Two years ago, musician Frances Crowhill Miller noticed a trend.
“I had noticed there were a couple of people who came from the same singing tradition as [I did],” she says. “And when we jam on those tunes from our church traditions, something magical happens.”
This magic spark inspired Crowhill Miller to approach two longtime musical collaborators with an idea for an album putting new spins on European Mennonite hymns. She approached Daryl
Snider (the other half of Crowhill Miller’s Lancaster, Pennsylvania, band Sopa Sol) and Nathan Bontrager, a professional musician based in Germany, who immediately saw resonances in the project.
“We all keep coming back to those hymns,” says Snider. “Even though we’ve all lived away from the Mennonite church and away from the United States at times, we still have these connections to the Mennonite community.”
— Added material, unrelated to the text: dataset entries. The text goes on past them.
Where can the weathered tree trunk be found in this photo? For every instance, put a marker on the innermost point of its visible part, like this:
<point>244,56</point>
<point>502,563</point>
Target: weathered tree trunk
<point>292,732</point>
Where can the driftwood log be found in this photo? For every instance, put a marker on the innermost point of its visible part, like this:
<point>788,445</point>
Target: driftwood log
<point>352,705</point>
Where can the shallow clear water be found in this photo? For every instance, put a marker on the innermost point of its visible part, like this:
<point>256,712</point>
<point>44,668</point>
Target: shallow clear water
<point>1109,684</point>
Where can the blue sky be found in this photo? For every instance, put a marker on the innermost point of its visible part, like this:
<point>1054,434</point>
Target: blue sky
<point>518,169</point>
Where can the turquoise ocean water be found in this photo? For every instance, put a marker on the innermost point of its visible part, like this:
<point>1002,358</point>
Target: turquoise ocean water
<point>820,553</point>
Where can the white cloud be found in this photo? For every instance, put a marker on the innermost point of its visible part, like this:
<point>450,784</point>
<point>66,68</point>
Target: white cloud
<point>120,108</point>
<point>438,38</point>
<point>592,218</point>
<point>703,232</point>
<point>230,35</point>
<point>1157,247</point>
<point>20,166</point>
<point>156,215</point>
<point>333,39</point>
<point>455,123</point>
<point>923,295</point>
Currently, Snider attends Community Mennonite Church, and Crowhill Miller attends East Chestnut Street Mennonite Church, both in Lancaster. Although the closest Mennonite church for Bontrager is 500 kilometers away, he still considers Akron (Pennsylvania) Mennonite Church a home base.
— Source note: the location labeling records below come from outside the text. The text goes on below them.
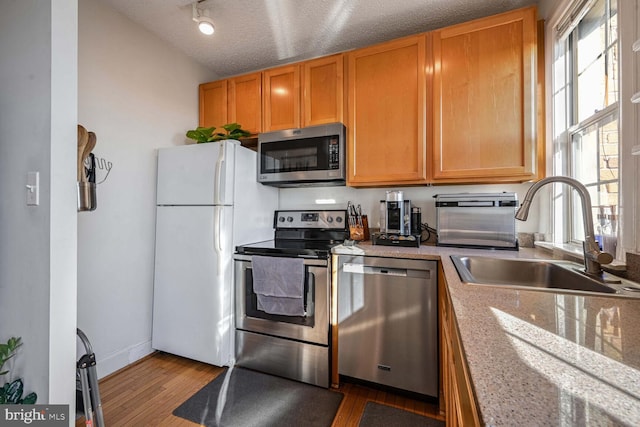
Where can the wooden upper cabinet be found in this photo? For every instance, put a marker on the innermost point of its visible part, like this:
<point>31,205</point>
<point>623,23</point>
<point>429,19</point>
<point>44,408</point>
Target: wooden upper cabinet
<point>245,101</point>
<point>386,123</point>
<point>281,100</point>
<point>213,104</point>
<point>323,91</point>
<point>484,99</point>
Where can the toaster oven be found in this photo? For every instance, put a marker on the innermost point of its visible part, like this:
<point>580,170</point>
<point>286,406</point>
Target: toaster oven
<point>481,220</point>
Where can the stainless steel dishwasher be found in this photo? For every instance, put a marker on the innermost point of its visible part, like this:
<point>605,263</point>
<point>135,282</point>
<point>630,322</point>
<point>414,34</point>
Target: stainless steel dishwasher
<point>387,322</point>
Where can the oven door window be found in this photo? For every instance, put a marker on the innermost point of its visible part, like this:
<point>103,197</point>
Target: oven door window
<point>308,154</point>
<point>251,302</point>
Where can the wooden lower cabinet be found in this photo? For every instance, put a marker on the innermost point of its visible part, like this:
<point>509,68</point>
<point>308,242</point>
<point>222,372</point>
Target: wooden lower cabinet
<point>459,402</point>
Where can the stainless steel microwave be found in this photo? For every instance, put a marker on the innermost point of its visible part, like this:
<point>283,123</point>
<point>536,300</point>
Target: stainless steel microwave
<point>311,156</point>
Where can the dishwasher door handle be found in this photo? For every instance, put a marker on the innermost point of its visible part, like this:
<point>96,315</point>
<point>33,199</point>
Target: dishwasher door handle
<point>365,269</point>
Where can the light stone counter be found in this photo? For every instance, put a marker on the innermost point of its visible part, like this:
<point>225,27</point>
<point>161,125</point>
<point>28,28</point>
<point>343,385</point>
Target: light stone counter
<point>540,358</point>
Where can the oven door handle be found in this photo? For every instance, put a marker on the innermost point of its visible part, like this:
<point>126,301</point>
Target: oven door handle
<point>307,261</point>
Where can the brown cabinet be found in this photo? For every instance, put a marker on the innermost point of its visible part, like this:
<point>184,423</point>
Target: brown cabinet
<point>386,121</point>
<point>281,100</point>
<point>323,98</point>
<point>245,101</point>
<point>213,104</point>
<point>484,99</point>
<point>463,104</point>
<point>459,402</point>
The idea for the album was born in August 2015, but it wasn’t until August 2017 that the album, Free Range Hymns, was completed and launched. The recording was delayed by some traumatic
events—illnesses and losses—but the trio says the process of creating music together in difficult times was healing.
“This project has been incredibly buoyant for me,” says Crowhill Miller. “It’s really lifted me up at very low points. None of that was planned, but this ended up being the best thing possible I could do during some of the most stressful times of the past few years.”
The trio selected hymns and used traditional tunes as a basis for improvisation.
“The album is an outgrowth of our different musical personalities,” says Bontrager. “We’re using hymns to put certain borders around it in a positive sense, but to try to qualify any of that in an easy definition isn’t possible. Really it’s just that this is what it sounds like when the three of us play together.”
The trio hosted a release concert in Lancaster on Aug. 24 and invited the audience to participate in singing along with the hymns, despite the updated tunes.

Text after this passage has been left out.